BY HELEN HARWOOD
THE GILBERTINE Order — England’s only native monastic order — is being renewed in Sao Paolo, Brazil some 500 years after its dissolution at the Reformation.
St Gilbert of Sempringham was born in 1083 in that same village some nine miles north of Bourne in Lincolnshire.
At the time of Gilbert’s death the order had 13 houses mainly in the east of England constituting 700 men and 1,500 sisters.
The charism of the saint is kept alive by the Oblates of St Gilbert, a devotional society of lay people who came together in 1984 under the guidance of Fr Hilary Costello of Mount Saint Bernard’s Abbey, Leicestershire.
Brazilian priest Fr Carlos Aparecido Marchesani, who also shares an interest in St Gilbert, came to England in September 1999 to spend a week with the Gilbertines and visited both Sempringham and Walsingham.
Fr Carlos later persuaded the diocesan Bishop of Sao Paolo to grant his approval in setting up a Gilbertine house “ad experimentum”.
In September 2003 around a thousand people gathered for a solemn Mass presided over by the bishop, during which the four new Gilbertines, including Fr Carlos, received their habits.
On February 2 this year, 70 lay people began their postulancy and another 46 entered the aspirancy.
This was followed on February 4 — Saint Gilbert’s day by three novices making their first religious vows and a further six young men entering their postulancy.
Fr Carlos is holding talks with the Benedictine Abbot of Sao Paolo about the possibility of using their monastery in Jundiai as a Gilbertine house.

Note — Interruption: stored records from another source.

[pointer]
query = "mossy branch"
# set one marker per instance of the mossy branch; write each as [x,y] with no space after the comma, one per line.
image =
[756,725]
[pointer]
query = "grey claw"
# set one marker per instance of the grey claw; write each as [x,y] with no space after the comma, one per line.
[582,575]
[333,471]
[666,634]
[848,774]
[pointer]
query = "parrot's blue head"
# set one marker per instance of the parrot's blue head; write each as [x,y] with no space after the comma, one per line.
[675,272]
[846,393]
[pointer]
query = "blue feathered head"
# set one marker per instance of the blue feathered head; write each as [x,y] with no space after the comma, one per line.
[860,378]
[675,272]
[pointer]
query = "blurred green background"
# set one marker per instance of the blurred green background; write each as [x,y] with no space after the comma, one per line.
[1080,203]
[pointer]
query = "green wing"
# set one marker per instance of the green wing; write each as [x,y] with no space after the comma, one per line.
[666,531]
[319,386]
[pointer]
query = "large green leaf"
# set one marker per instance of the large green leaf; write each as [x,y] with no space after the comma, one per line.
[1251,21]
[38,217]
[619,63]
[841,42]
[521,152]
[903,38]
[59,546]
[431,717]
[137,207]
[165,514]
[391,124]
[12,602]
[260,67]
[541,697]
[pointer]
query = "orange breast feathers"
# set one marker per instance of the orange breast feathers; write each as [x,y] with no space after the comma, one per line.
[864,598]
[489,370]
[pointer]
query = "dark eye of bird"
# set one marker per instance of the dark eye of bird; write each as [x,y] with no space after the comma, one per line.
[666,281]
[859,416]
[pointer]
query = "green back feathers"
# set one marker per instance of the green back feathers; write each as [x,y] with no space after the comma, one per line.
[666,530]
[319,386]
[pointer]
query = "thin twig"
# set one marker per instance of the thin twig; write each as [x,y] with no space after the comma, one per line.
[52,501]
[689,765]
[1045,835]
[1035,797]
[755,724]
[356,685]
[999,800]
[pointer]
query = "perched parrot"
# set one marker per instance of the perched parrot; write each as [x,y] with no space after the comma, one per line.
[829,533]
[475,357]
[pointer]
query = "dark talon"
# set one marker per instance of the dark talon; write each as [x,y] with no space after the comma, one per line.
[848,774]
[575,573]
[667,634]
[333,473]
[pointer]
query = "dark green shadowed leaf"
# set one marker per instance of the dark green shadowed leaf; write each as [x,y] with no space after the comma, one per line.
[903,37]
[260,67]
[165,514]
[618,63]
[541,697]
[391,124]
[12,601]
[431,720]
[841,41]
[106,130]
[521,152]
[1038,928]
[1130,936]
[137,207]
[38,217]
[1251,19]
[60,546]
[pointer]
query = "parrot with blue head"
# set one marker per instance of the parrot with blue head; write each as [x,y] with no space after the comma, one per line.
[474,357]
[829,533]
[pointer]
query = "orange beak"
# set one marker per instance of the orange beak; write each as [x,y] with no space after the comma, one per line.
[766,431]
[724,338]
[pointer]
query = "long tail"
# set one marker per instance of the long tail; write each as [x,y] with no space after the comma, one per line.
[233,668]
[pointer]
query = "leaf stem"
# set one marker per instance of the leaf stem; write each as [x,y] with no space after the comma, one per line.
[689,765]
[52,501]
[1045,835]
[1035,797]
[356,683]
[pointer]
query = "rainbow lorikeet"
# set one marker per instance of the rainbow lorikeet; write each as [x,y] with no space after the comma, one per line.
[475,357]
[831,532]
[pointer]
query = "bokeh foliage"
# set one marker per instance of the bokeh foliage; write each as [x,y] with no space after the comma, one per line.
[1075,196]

The story of St Gilbert has been recorded at some length by hagiographers. As a boy he was something of a disappointment to his father Jocelin de Sempringham, a Norman knight, because he was born with a physical deformity possibly he was a hunchback — and so was unfit for the calling of knightly arms.
Gilbert either fled or was sent to France to be educated as a clerk in holy orders and on his return became respected for his goodness and learning. He opened a school for the boys and also, more unusually, for the girls of the neighbourhood.
In 1112 Robert Bloet, Bishop of Lincoln, sent for Gilbert to be clerk in his household. It was to be another nine years before Gilbert finally returned to Sempringham as parish priest and heir to his deceased father’s large estate. With his inheritance, he planned to start a religious order based around the parish church, but after a fruitless search for men Gilbert turned to “seven maidens” whom he had previously taught at his school. This was the beginning of the Gilbertine movement.
Gilbert died at Sempringham on 4 February 1189 in his 106th year and was buried in the medial wall of the priory. In this way, the women were able to attend the grave on one side and the men on the other.